Let’s say you’re writing dialogue. And in that dialogue, someone quotes verbatim what someone else said. How do you show that, mechanically?
“We were just sitting around talking, and all of a sudden Josh says, ‘Amy told me she’s leaving me.’ Just like that. No lead-in or anything. Just dropped the bomb on us.”
(I also used the “historical present” in that example. It’s how we talk. Nothing wrong with it in fiction or casual writing, at all.)
See those single quotation marks enclosing Josh’s words? That’s how we know they’re his actual, verbatim speech, related to us by the first speaker (whose name we don’t know).
I see this a lot, also, when people are using scare quotes to let us know that a word or words don’t mean precisely what they normally mean. It’s a problem on a couple of levels. First, those scare quotes need to be examined closely; often there’s a better way to impart the information, one that eliminates the need for them in the first place. Second, if they must be used, and they’re within quoted dialogue, they need to be single quotes. Nested quotes are nested quotes, whether they’re scary ones or reported verbatim speech.

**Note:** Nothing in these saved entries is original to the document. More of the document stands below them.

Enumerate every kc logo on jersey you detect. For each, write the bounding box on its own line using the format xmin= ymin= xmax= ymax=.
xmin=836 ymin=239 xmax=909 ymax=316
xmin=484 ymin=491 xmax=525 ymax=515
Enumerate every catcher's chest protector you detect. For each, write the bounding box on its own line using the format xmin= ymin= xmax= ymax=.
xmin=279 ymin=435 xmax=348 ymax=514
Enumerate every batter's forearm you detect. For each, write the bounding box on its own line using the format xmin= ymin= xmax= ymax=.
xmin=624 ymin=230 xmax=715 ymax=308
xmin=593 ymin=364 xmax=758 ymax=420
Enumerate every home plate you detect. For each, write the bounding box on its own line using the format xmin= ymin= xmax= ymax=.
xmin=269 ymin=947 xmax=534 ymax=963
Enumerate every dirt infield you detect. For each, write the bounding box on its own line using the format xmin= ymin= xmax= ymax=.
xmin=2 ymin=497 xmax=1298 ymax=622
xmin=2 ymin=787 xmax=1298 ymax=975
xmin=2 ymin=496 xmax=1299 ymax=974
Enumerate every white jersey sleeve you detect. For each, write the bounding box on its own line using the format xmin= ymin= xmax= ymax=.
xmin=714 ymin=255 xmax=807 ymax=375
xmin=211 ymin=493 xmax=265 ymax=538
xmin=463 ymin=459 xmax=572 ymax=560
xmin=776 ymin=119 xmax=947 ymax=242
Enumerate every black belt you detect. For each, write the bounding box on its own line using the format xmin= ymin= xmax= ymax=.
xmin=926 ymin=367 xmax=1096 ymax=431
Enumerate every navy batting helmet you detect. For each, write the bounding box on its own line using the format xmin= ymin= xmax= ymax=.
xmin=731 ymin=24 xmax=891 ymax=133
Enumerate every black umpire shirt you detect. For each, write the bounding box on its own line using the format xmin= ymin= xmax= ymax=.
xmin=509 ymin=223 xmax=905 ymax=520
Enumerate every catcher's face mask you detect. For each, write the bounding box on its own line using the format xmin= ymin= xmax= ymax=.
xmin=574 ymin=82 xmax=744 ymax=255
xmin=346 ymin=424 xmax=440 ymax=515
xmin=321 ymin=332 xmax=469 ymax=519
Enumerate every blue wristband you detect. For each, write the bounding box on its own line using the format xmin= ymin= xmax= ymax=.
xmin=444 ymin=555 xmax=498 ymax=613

NB: I’m an AmE speaker and editor, and I use CMoS as my style guide. Blog posts reflect this reality.
3 thoughts on “Mechanics: Nested Quotes”
What’s your opinion on how best to handle the commas in the case where the nested quote isn’t placed at the end of its sentence? For instance: “Josh walked up to me and said, ‘Hello’ and then just walked away.”
That’s a particularly contrived example that would be (much) better written using reported speech, but it’s something I come across every now and then. I rarely have the luxury of the original author to talk to either, as I work on translated Japanese media.
I suspect that there’s no particular rule for it myself (though I’ve seen discussion here: http://english.stackexchange.com/q/127852), but I’m curious to hear your thoughts on it.
Hello, Connor, and thanks for the interesting comment/question.
Indeed that one is “particularly contrived,” and to that end it’s hideous. (You suspect that already, I’m sure.) My first inclination as a fiction/copy editor is to recast to avoid the issue, without losing clarity or changing the meaning. However, your wording indicates that you don’t have that option. Therefore: I would treat “Hello” as an utterance. I’d delete the preceding comma, keep the single quotes (for the nesting), and insert a comma before the closing single quotation mark. It gets messy working with dialogue, sometimes.
Here’s a wonderful post by my colleague James Harbeck, a linguist and editor. It helps clarify what I mean by “utterance.” In your example, John’s “Hello” is more of an action (a greeting, like a hand-wave) than speech (“Hello, Mary. You take your coffee black, right?”). The linked post goes into that a bit deeper.
That post is exactly what I’ve been looking for—and James’s blog is definitely going on my regular reading list.
Very enlightening! Thanks for the quick response.